Wojciech Szczęsny świętuje sukcesy w Barcelonie i ważną rocznicę w życiu prywatnym
Wojciech Szczęsny ma za sobą niezwykle udany sezon w barwach FC Barcelony, gdzie sięgnął po aż trzy trofea – mistrzostwo Hiszpanii, Puchar Króla oraz Superpuchar. Choć to ogromny sukces sportowy, bramkarz nie zapomina o tym, co dla niego najważniejsze – rodzinie. W środę 21 maja podzielił się w mediach społecznościowych wyjątkowym wpisem, który poruszył wielu fanów.
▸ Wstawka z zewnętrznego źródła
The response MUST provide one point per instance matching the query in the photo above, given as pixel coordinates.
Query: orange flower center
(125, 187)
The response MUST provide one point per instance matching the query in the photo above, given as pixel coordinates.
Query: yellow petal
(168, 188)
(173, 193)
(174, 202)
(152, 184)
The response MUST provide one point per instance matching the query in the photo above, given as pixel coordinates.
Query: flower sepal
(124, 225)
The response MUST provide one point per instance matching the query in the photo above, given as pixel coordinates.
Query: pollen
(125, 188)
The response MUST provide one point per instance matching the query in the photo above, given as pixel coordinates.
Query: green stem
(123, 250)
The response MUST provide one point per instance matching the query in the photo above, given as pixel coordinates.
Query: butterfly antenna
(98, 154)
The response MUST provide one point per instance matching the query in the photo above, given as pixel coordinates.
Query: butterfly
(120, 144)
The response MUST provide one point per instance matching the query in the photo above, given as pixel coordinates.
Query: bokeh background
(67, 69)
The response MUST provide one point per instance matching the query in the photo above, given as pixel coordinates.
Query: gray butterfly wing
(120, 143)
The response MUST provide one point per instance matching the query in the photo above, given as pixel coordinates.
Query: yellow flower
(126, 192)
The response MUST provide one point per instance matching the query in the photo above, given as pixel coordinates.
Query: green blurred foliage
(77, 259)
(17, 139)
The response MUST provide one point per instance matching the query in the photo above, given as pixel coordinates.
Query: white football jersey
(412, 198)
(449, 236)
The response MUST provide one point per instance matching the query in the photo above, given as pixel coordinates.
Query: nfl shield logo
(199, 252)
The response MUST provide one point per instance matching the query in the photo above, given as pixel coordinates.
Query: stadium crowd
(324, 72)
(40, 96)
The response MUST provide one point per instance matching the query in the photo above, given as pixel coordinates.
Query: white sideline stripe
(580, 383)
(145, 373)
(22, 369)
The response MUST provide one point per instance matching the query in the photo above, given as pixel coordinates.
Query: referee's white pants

Tym razem jednak nie chodziło o piłkę nożną.
“Dokładnie dziewięć lat temu podjąłem najlepszą decyzję w życiu i poślubiłem moją najlepszą przyjaciółkę i najsilniejszą, najmilszą, najzabawniejszą i najpiękniejszą kobietę na świecie. Patrzyłem, jak stawała się najlepszą mamą dla naszych dzieci i moją idealną partnerką. Dziękuję Ci za to, że każdego dnia sprawiasz, że moje życie jest lepsze” – napisał na Instagramie, zwracając się do swojej żony, Mariny Łuczenko-Szczęsnej.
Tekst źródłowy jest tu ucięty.